A group of Farfetch investors has appointed financial advisors to ‘urgently evaluate options’ following the take-private offer by South Korean e-commerce giant Coupang.
According to reports, the investors argue that the planned sale of the upscale online retailer “risks making it unviable for any other bidders to present an alternative, value-maximizing offer.”
The group – named “the 2027 Ad Hoc Group” – holds more than 50 per cent of Farfetch’s 2027 convertible notes worth over £ 780 billion. It has selected Pallas Partners as legal advice and investment bank Ducera Partners as financial consultants for its options.
In exchange for the Coupang agreement, which was revealed in December, the company gave Farfetch access to a £ 394.7 million bridge loan to keep the business operating. The retailer must become a Coupang subsidiary or repay the loan with interest at the rate of 12.5 per cent annually within the offer’s exclusivity period, which ends on 30th April.
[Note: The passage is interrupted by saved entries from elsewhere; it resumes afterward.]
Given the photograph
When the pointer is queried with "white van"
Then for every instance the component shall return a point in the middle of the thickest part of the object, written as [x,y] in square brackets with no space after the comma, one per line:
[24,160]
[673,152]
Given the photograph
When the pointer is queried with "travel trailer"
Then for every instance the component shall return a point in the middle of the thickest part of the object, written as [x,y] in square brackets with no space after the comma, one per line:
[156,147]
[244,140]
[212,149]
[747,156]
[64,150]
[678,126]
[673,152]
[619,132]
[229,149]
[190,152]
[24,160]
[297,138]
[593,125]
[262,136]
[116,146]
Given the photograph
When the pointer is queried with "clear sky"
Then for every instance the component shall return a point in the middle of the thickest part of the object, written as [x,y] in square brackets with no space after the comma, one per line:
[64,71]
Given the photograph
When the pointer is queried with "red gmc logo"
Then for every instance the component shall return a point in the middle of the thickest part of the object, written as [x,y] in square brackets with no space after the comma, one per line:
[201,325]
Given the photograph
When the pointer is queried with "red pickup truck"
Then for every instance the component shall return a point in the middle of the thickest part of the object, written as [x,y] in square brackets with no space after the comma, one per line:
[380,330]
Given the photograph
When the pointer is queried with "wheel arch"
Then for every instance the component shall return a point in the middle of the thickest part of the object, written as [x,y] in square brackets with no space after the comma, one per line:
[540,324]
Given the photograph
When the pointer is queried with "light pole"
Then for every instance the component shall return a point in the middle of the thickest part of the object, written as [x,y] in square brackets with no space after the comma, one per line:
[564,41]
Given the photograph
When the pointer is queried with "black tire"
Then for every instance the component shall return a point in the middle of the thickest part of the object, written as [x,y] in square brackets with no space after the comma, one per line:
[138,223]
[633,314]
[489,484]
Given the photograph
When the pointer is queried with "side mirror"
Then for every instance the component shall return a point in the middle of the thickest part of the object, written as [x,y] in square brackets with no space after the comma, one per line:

The interest on the Farfetch-issued 2027 notes and associated debt will be eliminated if the deal closes. According to the 2027 Ad Hoc Group, there are other ways to obtain a higher price for the retailer’s assets, like breaking them up and selling them to interested parties.
A Farfetch spokesperson was reported as saying, “Allowing this transaction to complete fails to maximise the value of the assets of the company, at a time when at least three other credible parties were publicly reported to be interested in all or parts of the business. The group is urgently considering appropriate next steps.”